No. That's a lie too. This is actually a picture I pulled after google searching the words "a man that fainted". He is an actor showing the effects of a drop in blood sugar.

Now.. who's telling the truth and who is telling the lie? 


At the Cafe, Chez Fraysse by Robert Doisneau


A picture is worth a thousand words. We've all heard the expression used, but what is it exactly that photographs are trying to convey without using text to state their point? This man, Robert Doisneau I've come to believe upon looking at some of his other work, simply had a thing for couples, or pairings, or even just twos and evens instead of odds. If the content of the picture will reflect the character of the photographer, then one might could say that he simply liked the atmosphere of bars.

So much insight, and yet it goes nowhere. He had taken the picture of the couple because he fancied the translation of their relationship on film. And yet after that this picture was used for an anti-alcohol campaign and a prostitution claim. Had I read the paper handed out in my photography class that Gisele Freund wrote about Doisneau's couple and it first stated that the man was a well-on-his-way mobster in New York city with a chip on his shoulder and a woman in his eye, I would have glared at the photograph with a harder judgement toward the gritty lifestyle. But because he stated the preface to the photo being taken, and that the pair were a normal couple Robert had fancied in a cafe in Paris, I was taken aback at the accusations of the woman being a prostitute.

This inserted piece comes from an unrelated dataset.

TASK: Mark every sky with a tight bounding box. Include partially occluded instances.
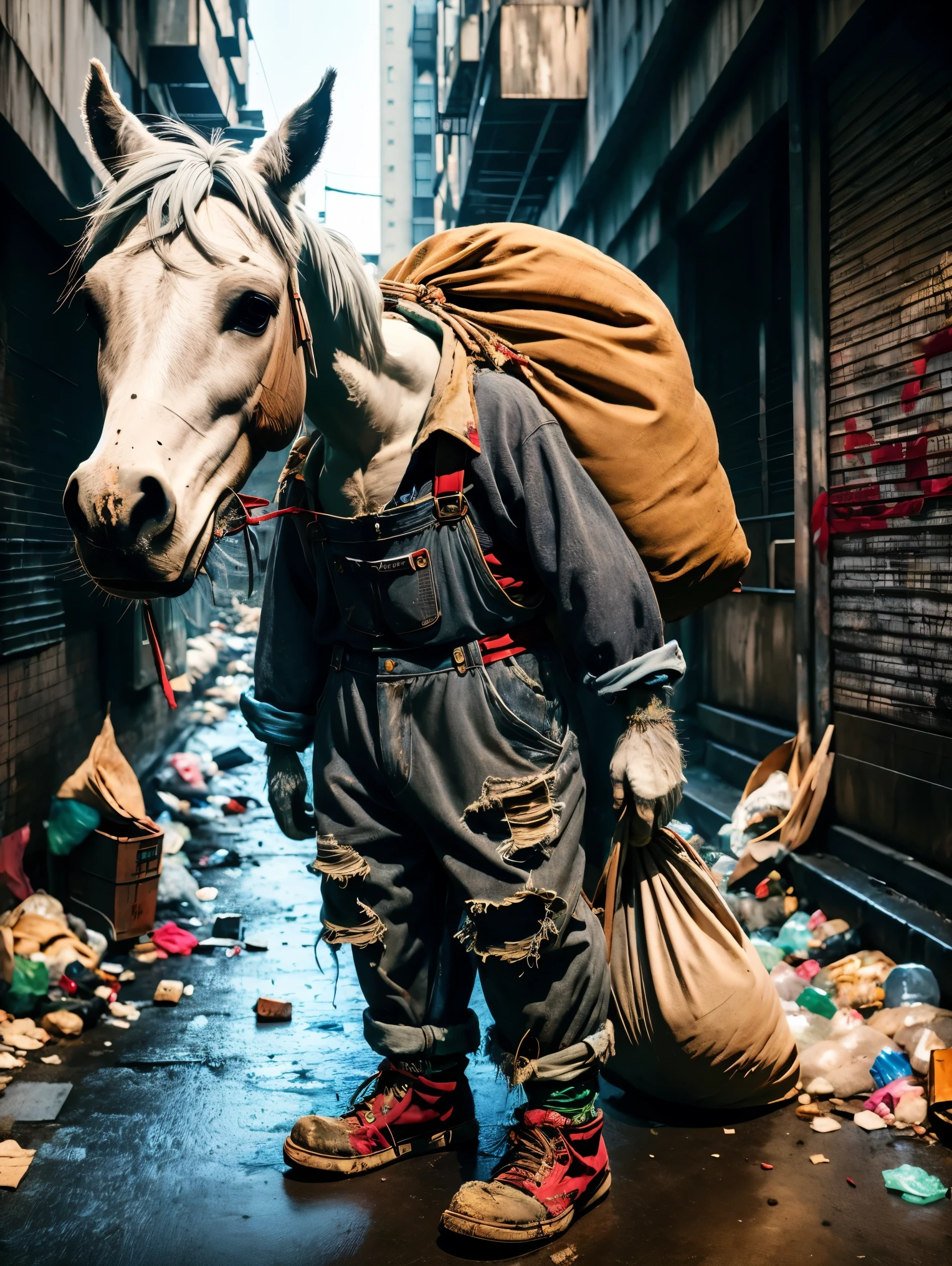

A picture is worth a thousand words, but someone else may be shoving them down your throat. This innocent composition can be skewed and perverted if the veiwer lets it, just like the man I made an example of could be a drunk if you wanted him to be. It is not the job of the photographer to make the lifestyle of the subject clean cut and well known. Life has grey areas and from grey areas come the beauty of diversity. Without it, life would be dull. So I must ask you the question, do you read the caption in bold text that is placed on the name tag under the photo, or look at the photo that is vague and nondescript first?
Take heed, yon veiwer, your eyes can be decieving, but the power of suggestion is just that- power over your opinions.